Proverbs 19

August 22nd, 2009

Verse 2:

It is not good to have zeal without knowledge,
nor to be hasty and miss the way.

This makes a lot of sense. If we’re going to be zealous for something, we’d better understand what we’re being zealous for. It seems a bit apropos to the Apostle Paul. It would even be ironic if we wrote it this way:

It is not good to have zeal without knowledge,
nor to be hasty and miss the Way.

Any Bible scholars catch my drift*? The early followers of Christ were said to belong to “the Way.” So if we re-write the passage with that in mind, we totally see how Paul’s zeal was misplaced, and he missed the Way.
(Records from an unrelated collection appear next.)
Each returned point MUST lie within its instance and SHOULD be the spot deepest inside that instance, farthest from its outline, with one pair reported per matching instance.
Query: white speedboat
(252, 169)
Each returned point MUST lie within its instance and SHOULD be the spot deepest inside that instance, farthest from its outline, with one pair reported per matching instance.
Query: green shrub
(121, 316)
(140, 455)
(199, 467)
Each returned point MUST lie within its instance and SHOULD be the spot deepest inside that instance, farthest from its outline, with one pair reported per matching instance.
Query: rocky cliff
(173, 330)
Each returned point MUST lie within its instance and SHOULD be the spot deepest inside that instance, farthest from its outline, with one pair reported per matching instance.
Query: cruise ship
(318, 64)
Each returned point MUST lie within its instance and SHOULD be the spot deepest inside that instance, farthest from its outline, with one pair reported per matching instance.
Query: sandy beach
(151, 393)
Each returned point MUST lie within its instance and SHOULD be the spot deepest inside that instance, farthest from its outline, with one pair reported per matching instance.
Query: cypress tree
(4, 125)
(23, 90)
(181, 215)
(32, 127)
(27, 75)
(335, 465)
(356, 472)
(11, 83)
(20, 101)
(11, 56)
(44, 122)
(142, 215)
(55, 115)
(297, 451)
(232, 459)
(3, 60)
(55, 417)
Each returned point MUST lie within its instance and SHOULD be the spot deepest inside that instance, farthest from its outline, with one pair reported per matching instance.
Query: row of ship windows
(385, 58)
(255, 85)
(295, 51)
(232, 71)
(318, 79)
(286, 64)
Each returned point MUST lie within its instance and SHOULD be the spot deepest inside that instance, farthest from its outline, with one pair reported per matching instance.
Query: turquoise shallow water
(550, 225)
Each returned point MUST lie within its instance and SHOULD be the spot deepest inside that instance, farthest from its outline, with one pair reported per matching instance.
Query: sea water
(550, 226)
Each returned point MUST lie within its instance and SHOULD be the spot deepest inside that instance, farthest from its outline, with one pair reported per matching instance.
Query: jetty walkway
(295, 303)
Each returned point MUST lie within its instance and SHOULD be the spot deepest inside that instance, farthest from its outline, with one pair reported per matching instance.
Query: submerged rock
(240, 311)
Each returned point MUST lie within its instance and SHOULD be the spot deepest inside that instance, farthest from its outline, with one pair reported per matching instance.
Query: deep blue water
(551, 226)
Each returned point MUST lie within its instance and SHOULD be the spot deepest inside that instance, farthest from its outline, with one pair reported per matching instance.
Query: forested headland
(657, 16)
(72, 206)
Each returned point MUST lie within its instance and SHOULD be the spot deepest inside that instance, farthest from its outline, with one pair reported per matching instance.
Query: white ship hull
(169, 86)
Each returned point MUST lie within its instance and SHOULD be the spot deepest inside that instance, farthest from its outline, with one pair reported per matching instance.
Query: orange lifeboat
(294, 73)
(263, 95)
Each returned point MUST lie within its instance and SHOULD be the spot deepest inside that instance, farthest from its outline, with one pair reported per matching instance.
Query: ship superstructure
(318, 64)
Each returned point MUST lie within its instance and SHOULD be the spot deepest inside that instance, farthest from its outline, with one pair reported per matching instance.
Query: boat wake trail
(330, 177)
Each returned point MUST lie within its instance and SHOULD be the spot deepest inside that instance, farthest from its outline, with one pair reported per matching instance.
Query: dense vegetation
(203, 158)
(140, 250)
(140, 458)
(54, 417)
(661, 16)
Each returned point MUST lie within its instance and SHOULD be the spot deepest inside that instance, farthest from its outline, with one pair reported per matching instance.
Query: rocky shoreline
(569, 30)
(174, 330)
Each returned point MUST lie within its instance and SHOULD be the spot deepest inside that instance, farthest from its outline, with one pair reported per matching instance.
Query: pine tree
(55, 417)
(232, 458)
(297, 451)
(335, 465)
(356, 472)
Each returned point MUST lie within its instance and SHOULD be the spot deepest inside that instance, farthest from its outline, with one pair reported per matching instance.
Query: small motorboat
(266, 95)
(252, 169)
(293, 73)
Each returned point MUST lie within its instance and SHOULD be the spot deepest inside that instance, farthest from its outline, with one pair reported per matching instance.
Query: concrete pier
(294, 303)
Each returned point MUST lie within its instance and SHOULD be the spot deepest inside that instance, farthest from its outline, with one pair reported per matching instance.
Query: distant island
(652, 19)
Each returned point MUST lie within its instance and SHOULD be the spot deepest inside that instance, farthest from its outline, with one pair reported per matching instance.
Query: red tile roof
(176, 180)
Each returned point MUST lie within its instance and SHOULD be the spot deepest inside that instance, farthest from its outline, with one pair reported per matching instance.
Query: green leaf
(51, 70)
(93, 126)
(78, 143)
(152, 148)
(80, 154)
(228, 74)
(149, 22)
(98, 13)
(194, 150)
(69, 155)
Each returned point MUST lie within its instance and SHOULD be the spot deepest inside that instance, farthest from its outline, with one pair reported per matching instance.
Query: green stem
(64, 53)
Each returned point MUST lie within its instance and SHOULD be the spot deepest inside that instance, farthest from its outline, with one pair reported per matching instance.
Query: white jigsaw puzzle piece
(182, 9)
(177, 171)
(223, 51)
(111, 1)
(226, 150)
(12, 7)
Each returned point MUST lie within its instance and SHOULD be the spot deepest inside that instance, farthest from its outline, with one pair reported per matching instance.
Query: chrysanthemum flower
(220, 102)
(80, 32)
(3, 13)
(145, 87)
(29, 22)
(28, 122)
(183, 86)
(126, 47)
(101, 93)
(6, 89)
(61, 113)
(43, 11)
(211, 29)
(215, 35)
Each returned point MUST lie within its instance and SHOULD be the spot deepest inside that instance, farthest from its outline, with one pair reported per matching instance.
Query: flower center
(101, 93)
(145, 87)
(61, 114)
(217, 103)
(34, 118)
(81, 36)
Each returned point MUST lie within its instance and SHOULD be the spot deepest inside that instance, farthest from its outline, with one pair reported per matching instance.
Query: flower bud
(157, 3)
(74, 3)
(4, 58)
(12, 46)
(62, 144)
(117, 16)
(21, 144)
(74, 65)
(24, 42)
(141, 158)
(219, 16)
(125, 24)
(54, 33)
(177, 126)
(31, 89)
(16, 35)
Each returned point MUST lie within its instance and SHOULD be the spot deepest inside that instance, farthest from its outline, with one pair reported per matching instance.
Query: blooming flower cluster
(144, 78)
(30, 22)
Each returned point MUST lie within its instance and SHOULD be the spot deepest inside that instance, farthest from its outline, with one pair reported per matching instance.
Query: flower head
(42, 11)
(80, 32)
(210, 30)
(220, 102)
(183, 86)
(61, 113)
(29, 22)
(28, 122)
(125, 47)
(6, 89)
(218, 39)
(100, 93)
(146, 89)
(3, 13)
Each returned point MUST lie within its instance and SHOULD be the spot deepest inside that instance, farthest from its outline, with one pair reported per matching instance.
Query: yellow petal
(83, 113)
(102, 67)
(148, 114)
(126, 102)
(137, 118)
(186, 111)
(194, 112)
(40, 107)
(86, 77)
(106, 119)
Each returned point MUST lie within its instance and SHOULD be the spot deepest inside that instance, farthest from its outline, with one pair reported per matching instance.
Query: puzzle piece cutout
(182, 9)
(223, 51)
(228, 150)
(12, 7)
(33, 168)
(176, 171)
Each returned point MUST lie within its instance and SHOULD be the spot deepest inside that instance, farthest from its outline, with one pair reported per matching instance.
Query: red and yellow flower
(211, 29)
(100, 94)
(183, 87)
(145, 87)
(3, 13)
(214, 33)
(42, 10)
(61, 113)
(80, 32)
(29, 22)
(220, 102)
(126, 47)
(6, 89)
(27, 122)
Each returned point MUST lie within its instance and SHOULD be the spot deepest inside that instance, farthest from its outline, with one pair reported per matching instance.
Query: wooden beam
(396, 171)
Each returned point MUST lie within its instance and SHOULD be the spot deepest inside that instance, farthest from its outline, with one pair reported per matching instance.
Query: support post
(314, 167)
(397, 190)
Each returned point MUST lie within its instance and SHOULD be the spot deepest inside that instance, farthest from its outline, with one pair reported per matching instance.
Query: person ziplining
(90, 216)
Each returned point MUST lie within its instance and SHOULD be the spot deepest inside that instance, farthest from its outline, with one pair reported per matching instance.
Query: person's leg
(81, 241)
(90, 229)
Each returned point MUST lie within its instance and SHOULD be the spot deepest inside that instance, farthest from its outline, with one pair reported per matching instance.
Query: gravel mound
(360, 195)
Paul was zealous for Judiasm. But he missed the gospel entirely. In Philippians 3, he lists his amazing credentials:

[He was] circumcised on the eighth day, of the people of Israel, of the tribe of Benjamin, a Hebrew of Hebrews; in regard to the law, a Pharisee; as for zeal, persecuting the church; as for legalistic righteousness, faultless.

In verses 7 and 8, he tells us of his folly:

But whatever was to my profit I now consider loss for the sake of Christ. What is more, I consider everything a loss compared to the surpassing greatness of knowing Christ Jesus my Lord, for whose sake I have lost all things. I consider them rubbish…

So indeed, if we are to be zealous, we’d better be educated on where we’ve placed our zeal.